"Ash Wednesday'll come but Carnival is here.
What sambas can you dance? What will you wear?" (32-3).
"Pink Dog" by Elizabeth Bishop seems to be an extended metaphor which compares the fear that a pink dog strikes into people with the foolish nature of a beggar. While both of the images in comparison are negative, I feel like this poem is much like "London" in that Bishop is shining them in a new light. The pink dog has "a case of scabies, but looks intelligent" (8-9). To me, this line implies that the pink dog is only naked because of an outside force brought upon by some indirect life choices, much like a beggar. Dogs would never choose to have scabies much like how a beggar would never choose to have to beg.

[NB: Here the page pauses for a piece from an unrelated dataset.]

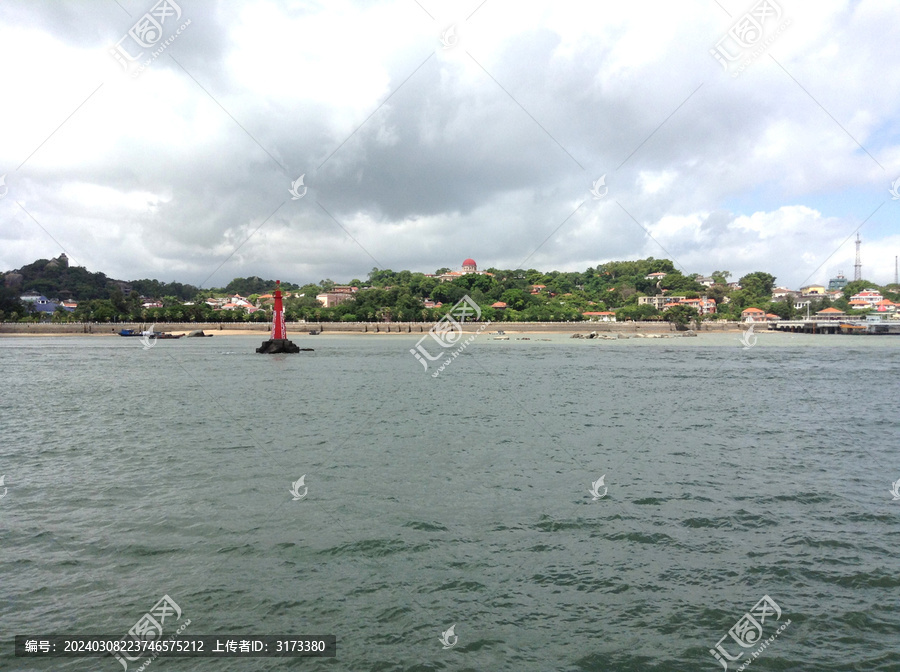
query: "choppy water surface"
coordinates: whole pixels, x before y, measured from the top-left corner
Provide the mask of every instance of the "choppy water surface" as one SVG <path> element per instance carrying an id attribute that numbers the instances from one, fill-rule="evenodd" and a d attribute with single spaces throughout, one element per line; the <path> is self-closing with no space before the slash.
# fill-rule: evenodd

The quote I chose above mocks society in a sort of way. The society (Germany calls their Fat Tuesday celebration Karneval, so maybe a German society?) is creating a false sense of perfection in the society with the celebrations. This correlates with the message that Bishop is achieving because she seems to parallel on the message of Jesus that those with misfortune on earth will have happiness later in eternal life. Bishop juxtaposes her early negative imagery of the pink dog ("Naked," "passersby draw back and stare," "of course they're mortally afraid") with a new light of hope for the dog that it might look grim now, but in time, the dog will be glorified.
Also, are the rhetorical questions there for a purpose or just decoration?